We went to the Brasserie. It was eleven o’clock in the morning. By an unfortunate coincidence, the waiter sat us at the table by the window where Francis and I had sat with Julian less than twenty-four hours before. Charles wouldn’t look at a menu. He ordered two Bloody Marys and drank them in quick succession. Then he ordered a third.

Francis and I put down our forks and exchanged an uneasy glance.

“Charles,” Francis said, “why don’t you get an omelet or something?”

“I told you I’m not hungry.”

Francis picked up a menu and gave it a quick once-over. Then he motioned to the waiter.

“I said I’m
not fucking hungry
,” said Charles without looking up. He was having a hard time keeping his cigarette balanced between his first and middle fingers.

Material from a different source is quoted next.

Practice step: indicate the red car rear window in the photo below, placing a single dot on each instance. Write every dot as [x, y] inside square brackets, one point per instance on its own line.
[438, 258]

Nobody had much to say after that. We finished eating and got the check, not before Charles had time to finish his third Bloody Mary and order a fourth. We had to help him to the car.

I was not much looking forward to going to Greek class, but when Monday rolled around I got up and went anyway. Henry and Camilla arrived separately—in case Charles decided to show up, I think—which, thank God, he didn’t. Henry, I noticed, was puffy and very pale. He stared out the window and ignored Francis and me.